The 10-member team spent three days from Wednesday scouring En (Swallow) Cave at Phong Nha-Ke Bang National Park for locations for one of the world’s most-loved children’s films.
The team used aerial, remote-controlled cameras to calculate the shots which might be taken in the cave.
In these possible shots, the film’s protagonist Peter Pan will hover through the splendorous grotto and over magnificent mountain ranges and lush forests in the park.
Apart from the cave, the team is also planning to scour for locations in several other famed scenic spots in Vietnam, including those in northern Quang Ninh and Ninh Binh Provinces.
“Peter Pan” is a 1953 American animated fantasy-adventure film produced by Walt Disney and based on the play “Peter Pan,” or “The Boy Who Wouldn't Grow Up” by J. M Barrie.
The film entered the 1953 Cannes Film Festival. A sequel titled “Return to Never Land” was released in 2002, and a series of direct-to-DVD prequels focusing on Tinker Bell debuted in 2008. A preschoolers’ television series featuring some of the characters also premiered in 2011.
Phong Nha-Ke Bang National Park, some 500km south of Hanoi, is situated in a 2,000km² limestone zone in Vietnamese territory that borders another, similarly sized limestone zone called Him Namno in Laos.

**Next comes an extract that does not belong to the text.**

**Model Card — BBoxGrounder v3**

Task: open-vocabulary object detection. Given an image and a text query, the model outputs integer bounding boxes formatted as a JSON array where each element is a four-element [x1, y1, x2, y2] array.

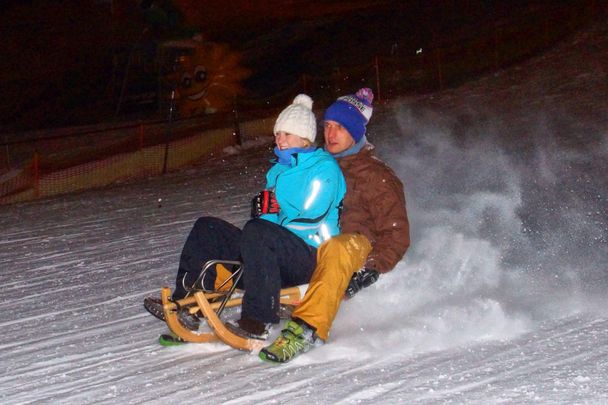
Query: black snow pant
[[173, 217, 317, 323], [241, 219, 317, 323]]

The place is noted for its cave and grotto systems, as it is composed of more than 300 caves and grottos with a total length of over 70km, with 39 new ones discovered earlier this month.
Prior to the discovery of Son Doong Cave, the world’s current largest cave, Phong Nha held several world cave records, as it boasts the longest underground river, as well as the largest caverns and passageways in the world.
The park was listed among UNESCO's World Heritage Sites in 2003 for its immense geological value and rich biodiversity.
En Cave is one of the park’s resplendent, most visited grottos.